Evaluate the need. Before contacting the parties that will be involved in your project, take time to reflect on the purpose of your project. What are the core needs of your ministry? Where are your largest growth areas? Be sure to build your project on the foundation of the goals and vision of your ministry. Ministry need should always drive the project. Taking the time to consider these items prior to beginning your project will help ensure that your new facilities meet your current and future needs.
Consider your resources. Consider where you are financially. In other words, what can you afford? This can be determined by evaluating your cash position, fundraising or stewardship potential, and borrowing capacity. Your cash position is the money you’ve set aside for the project. Make a clear distinction between this money and your cash-on-hand for operating and/or emergencies. Do not deplete your operating cash in order to build as this could cripple your ministry. Your stewardship opportunity is the amount you could potentially raise from your congregation and ministry partners to help fund the project. Finally, your borrowing capacity is your debt capacity in light of your ministries, missions giving, salaries, etc. Keep in mind that what you can borrow and what you should borrow are not always the same. Think of this amount as your borrowing boundary – not as the final amount you should borrow. These items combined will give you a benchmark for the possible scale of your project.
Talking To a Lender
When looking for a lender, find one that you trust. It is also important to have a lender who understands church finances, budgets, and ministry at large. Your initial call with a lender will help you get a feel for what their underwriting standards are as well as what documentation you’ll need to provide to determine loan qualification. For an initial loan qualification, most lenders will ask for:
- Financials – Three years of financial statements presented in generally accepted accounting practice (often referred to as GAAP) and a current year-to-date financial statement.
- Appraisal or Broker’s Opinion of Value – Current market value of your property.

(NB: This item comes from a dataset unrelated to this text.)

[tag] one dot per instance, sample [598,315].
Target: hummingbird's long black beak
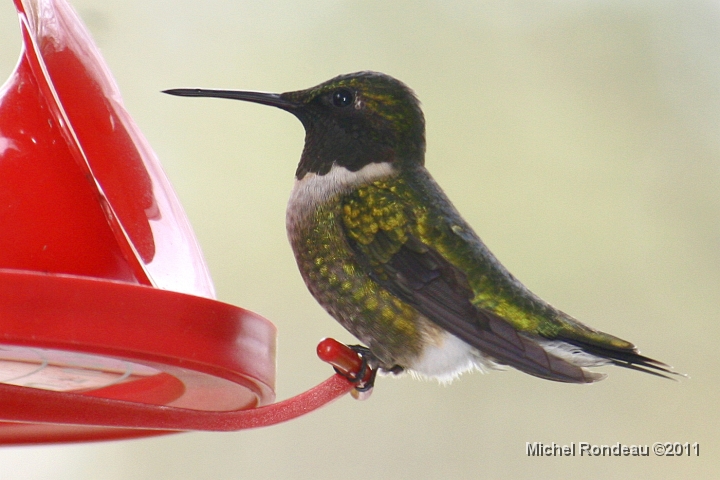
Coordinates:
[272,99]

Some lenders identify all your income as a potential debt repayment source. This is dangerous, as it could compromise your financial commitments to various ministries and missions. Make sure you look at the big picture. A good lender will not simply talk about how much you can borrow, but how much you should borrow, as well as what other options there may be for you. In other words, discuss a financing strategy rather than just a loan. A strategy may include some type of stewardship campaign to help capitalize the project, minimize the loan, and involve your congregation in the process.
In this step, you will begin building on the ministry needs and goals that you initially defined. Use that context to work with your designer and/or contractor. The end result should be a clearly defined project scope that meets your needs and a budget that fits what you can afford. While you are working with a lender, you should also begin identifying the project and associated cost. This can be accomplished with the help of a builder, architect, consultant, or even resources within your own church. Here are a few of the more common professional resources:
- Contractors and Design-Build Firms. Many firms, especially those used to working with churches, will assist in initial project identification and estimation for no up-front costs in exchange for an opportunity to be your builder when the project progresses.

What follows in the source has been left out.